US 11,915,690 B1
Automatic speech recognition
Feng-Ju Chang, Pittsburgh, PA (US); Martin Radfar, Ontario (CA); Athanasios Mouchtaris, Pittsburgh, PA (US); Brian King, Bellingham, WA (US); Siegfried Kunzmann, Heidelberg (DE); and Maurizio Omologo, Altopiano della Vigolana (IT)
Assigned to Amazon Technologies, Inc., Seattle, WA (US)
Filed by Amazon Technologies, Inc., Seattle, WA (US)
Filed on Sep. 29, 2021, as Appl. No. 17/488,896.
Claims priority of provisional application 63/211,722, filed on Jun. 17, 2021.
Int. Cl. G10L 15/18 (2013.01); H04R 3/00 (2006.01); G10L 15/22 (2006.01); G10L 19/008 (2013.01); G10L 13/027 (2013.01)

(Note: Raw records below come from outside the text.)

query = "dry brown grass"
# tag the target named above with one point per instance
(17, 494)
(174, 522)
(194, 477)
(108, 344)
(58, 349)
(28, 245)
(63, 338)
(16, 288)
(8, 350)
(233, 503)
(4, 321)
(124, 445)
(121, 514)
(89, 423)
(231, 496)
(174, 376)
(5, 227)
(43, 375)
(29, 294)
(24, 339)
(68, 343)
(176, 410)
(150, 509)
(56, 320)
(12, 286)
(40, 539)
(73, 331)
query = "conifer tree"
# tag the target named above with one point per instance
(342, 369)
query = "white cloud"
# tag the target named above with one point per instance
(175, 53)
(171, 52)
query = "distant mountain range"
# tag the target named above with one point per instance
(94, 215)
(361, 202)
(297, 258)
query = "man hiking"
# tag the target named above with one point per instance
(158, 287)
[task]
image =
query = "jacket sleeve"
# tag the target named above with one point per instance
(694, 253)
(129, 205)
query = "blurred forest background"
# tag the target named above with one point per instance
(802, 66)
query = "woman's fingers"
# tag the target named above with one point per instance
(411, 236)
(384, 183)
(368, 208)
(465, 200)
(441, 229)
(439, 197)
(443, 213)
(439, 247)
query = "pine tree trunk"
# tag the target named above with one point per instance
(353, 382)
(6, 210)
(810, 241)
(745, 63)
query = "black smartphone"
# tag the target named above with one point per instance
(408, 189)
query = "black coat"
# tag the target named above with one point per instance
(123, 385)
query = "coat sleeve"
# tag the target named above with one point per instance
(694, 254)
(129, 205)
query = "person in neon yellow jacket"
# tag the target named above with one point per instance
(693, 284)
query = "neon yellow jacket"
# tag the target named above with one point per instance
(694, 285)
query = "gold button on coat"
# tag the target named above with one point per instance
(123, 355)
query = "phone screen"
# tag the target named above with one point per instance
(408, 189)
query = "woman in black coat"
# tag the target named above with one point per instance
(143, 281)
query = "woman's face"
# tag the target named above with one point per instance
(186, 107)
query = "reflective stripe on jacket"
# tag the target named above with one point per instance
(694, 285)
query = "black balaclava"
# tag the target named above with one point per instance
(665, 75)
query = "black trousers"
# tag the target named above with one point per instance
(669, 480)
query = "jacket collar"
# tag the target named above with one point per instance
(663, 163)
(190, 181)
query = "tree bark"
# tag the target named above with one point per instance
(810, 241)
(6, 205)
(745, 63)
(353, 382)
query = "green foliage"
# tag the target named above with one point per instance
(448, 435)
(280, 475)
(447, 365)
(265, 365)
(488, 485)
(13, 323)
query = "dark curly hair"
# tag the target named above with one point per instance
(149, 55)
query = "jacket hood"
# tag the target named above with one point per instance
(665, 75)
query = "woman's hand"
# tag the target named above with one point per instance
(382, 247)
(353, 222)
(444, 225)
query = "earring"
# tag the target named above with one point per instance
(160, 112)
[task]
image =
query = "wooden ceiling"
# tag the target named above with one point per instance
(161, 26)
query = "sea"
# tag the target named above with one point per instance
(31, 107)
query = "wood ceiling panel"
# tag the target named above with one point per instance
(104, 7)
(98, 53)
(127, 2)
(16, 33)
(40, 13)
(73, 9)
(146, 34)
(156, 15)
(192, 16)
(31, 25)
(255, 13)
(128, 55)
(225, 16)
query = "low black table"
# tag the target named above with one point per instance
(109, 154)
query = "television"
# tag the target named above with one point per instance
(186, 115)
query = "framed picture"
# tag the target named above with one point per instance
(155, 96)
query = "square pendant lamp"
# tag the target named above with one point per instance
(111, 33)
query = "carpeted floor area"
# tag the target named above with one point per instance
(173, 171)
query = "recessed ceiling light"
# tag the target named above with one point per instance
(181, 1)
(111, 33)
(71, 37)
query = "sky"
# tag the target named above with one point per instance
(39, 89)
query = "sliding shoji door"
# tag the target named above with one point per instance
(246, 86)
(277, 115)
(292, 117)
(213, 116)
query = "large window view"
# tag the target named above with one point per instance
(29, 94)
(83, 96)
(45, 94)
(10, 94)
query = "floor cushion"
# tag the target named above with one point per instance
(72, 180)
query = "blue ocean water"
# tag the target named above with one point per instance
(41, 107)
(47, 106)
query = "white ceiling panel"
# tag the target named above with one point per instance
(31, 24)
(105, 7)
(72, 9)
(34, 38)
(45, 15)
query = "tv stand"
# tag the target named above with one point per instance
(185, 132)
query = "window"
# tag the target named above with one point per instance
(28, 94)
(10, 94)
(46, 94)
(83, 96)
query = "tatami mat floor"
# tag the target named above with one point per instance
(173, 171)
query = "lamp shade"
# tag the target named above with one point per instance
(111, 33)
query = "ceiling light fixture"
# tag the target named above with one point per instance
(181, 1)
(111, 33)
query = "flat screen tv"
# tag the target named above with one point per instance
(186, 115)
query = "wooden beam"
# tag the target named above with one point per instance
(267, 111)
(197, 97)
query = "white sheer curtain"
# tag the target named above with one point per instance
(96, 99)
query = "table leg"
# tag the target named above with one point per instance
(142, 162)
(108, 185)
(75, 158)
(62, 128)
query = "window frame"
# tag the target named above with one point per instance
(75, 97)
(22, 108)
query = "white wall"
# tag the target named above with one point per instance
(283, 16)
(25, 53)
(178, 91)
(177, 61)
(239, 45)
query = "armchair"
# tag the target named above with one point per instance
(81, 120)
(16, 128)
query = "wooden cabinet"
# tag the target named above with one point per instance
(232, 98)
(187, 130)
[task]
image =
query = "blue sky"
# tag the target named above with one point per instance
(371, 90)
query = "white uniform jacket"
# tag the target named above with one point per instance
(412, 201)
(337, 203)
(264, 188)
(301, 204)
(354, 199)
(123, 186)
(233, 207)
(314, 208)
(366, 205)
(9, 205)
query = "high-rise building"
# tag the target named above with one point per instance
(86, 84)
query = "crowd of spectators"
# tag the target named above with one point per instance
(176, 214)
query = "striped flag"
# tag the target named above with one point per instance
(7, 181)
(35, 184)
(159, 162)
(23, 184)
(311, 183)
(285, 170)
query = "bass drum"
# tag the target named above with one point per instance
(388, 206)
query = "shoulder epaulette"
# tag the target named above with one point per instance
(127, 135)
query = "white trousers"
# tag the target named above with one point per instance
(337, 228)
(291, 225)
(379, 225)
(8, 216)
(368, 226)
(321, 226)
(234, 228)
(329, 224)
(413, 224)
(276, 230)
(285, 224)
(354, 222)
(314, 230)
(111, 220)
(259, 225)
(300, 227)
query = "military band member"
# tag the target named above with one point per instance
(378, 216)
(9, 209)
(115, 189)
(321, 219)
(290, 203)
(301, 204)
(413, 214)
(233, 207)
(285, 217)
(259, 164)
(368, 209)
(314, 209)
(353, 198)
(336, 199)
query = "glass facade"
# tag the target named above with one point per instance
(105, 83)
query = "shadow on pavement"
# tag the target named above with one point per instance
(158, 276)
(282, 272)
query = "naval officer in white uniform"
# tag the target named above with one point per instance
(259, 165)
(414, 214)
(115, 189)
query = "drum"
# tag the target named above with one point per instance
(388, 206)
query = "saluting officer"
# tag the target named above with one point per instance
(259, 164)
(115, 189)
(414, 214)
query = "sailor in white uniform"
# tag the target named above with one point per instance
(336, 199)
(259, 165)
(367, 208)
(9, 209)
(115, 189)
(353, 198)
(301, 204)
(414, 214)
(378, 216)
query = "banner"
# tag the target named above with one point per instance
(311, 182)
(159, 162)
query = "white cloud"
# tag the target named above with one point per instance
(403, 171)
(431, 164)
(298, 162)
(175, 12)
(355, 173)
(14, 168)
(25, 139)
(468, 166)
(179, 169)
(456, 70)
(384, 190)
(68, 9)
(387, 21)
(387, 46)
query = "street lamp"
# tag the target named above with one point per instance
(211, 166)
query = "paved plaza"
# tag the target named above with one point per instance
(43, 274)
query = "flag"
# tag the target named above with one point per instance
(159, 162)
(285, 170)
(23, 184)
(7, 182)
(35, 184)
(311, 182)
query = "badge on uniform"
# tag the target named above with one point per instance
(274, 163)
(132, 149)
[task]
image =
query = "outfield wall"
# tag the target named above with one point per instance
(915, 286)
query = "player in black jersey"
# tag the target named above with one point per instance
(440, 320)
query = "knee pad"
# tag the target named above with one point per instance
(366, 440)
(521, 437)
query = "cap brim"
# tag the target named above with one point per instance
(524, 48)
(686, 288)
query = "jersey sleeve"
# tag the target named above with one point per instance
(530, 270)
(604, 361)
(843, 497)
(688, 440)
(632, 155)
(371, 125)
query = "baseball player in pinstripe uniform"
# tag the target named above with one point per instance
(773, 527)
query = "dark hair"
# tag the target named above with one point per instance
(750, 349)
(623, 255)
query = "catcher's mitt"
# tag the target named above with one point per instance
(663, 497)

CPC G10L 15/18 (2013.01) [G10L 15/22 (2013.01); G10L 19/008 (2013.01); H04R 3/005 (2013.01); G10L 13/027 (2013.01); G10L 2015/225 (2013.01)] 20 Claims
OG exemplary drawing
 
1. A computer-implemented method comprising:
receiving, from a microphone array comprising a plurality of microphones, audio data representing an utterance, wherein the audio data comprises:
a first audio signal representing audio captured by a first microphone of the microphone array, and
a second audio signal representing audio captured by a second microphone of the microphone array;
processing the first audio signal to determine first embedded audio data;
processing the second audio signal to determine second embedded audio data;
processing the first embedded audio data using a self-attention component to determine first attended data representing a correlation between first time frames within the first embedded audio data;
processing the second embedded audio data using the self-attention component to determine second attended data representing correlation between second time frames within the second embedded audio data;
processing at least the first attended data and the second attended data using a cross-channel attention component to determine third attended data corresponding to the first audio signal, the third attended data representing correlation between the first audio signal and at least one other audio signal of the audio data;
processing at least the first attended data and the second attended data using the cross-channel attention component to determine fourth attended data corresponding to the second audio signal, the fourth attended data representing correlation between the second audio signal and at least one other audio signal of the audio data; and
processing the third attended data and the fourth attended data to determine output data representing at least one acoustic unit representing the utterance.